Vector’s runtime model and how it manages concurrency

Tokio core event loop Main task futures::futures::FromAll Future #1 (component) Future #2 (component) Future #3 (component) Future #n (component)

Vector’s runtime is a futures-based asynchronous runtime where nodes in Vector’s DAG topology model roughly map to asynchronous tasks that communicate via channels, all scheduled by the Tokio runtime.

Tasks

Nodes in Vector’s topology roughly map to asynchronous tasks, with the exception being stateless transforms that are inlined into the source for concurrency reasons.

Source tasks

Sources are tasks with an output channel.
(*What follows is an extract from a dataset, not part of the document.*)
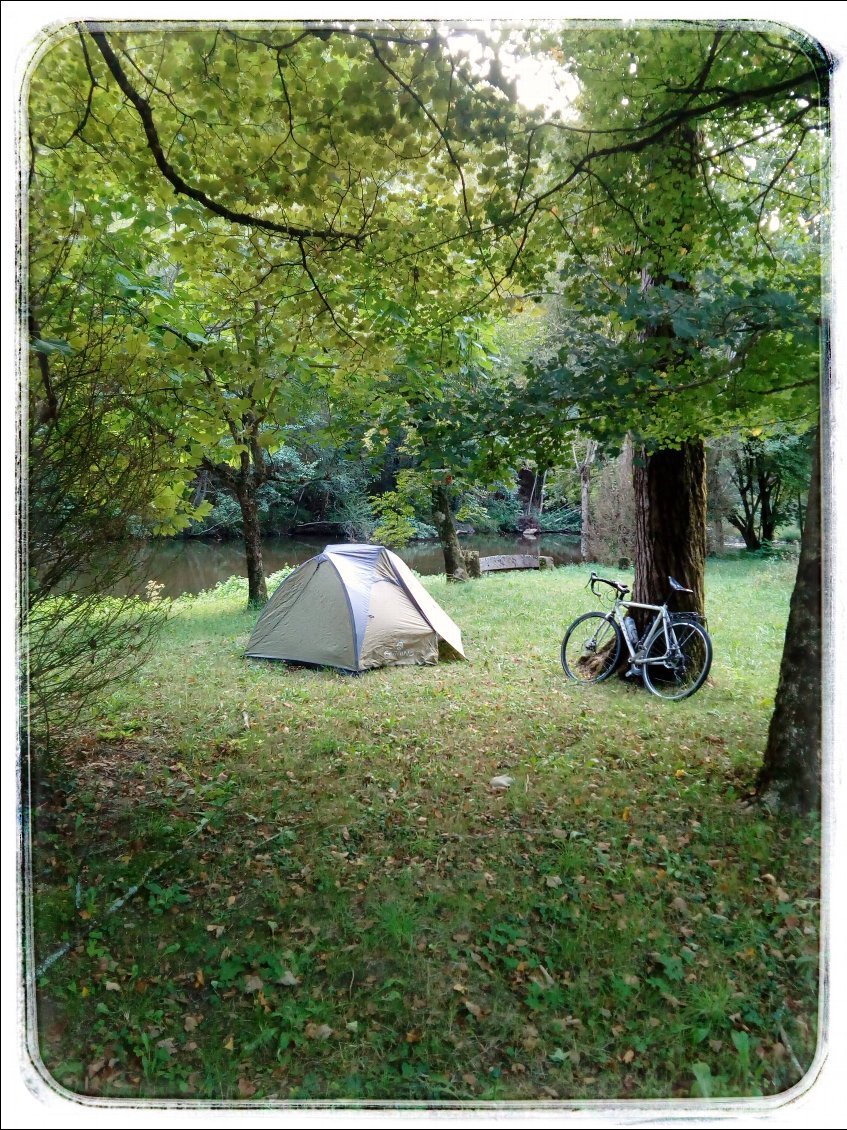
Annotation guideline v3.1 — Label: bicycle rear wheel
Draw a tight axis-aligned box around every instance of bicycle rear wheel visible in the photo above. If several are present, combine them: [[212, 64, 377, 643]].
[[641, 617, 711, 701], [561, 612, 623, 683]]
This interface is intentionally simple and favors internal composability to allow for maximum flexibility across Vector’s wide array of sources.

Transform tasks

Transforms can both be tasks or stateless functions depending on their purpose.

Stateless function transforms

Stateless function transforms are single operation transforms that do not maintain state across multiple events. For example, the remap transform performs individual operations on events as they are received and immediately returns. This function-like simplicity allows them to be inlined at the source level to achieve our concurrency model.

Task transforms

Task transforms can optionally maintain state across multiple events. Therefore, they run as separate tasks and cannot be inlined at the source level for concurrency. An example of task transform is the dedupe transform, which maintains state to drop duplicate events.

Sink tasks

Sinks are tasks with an input channel. This interface is intentionally simple and favors internal composability to allow for maximum flexibility. Sinks share a lot of infrastructure that make them easy and flexible to build. Such as streaming, batching, partitioning, networking, retries, and buffers.

Scheduler

Vector uses the Tokio runtime for task scheduling.

Data plane

Nodes in Vector’s DAG topology communicate via channels. Edge nodes are customized channels with dynamic output control where back pressure is the default, but can be customized on a per-sink basis to shed load or persist to disk.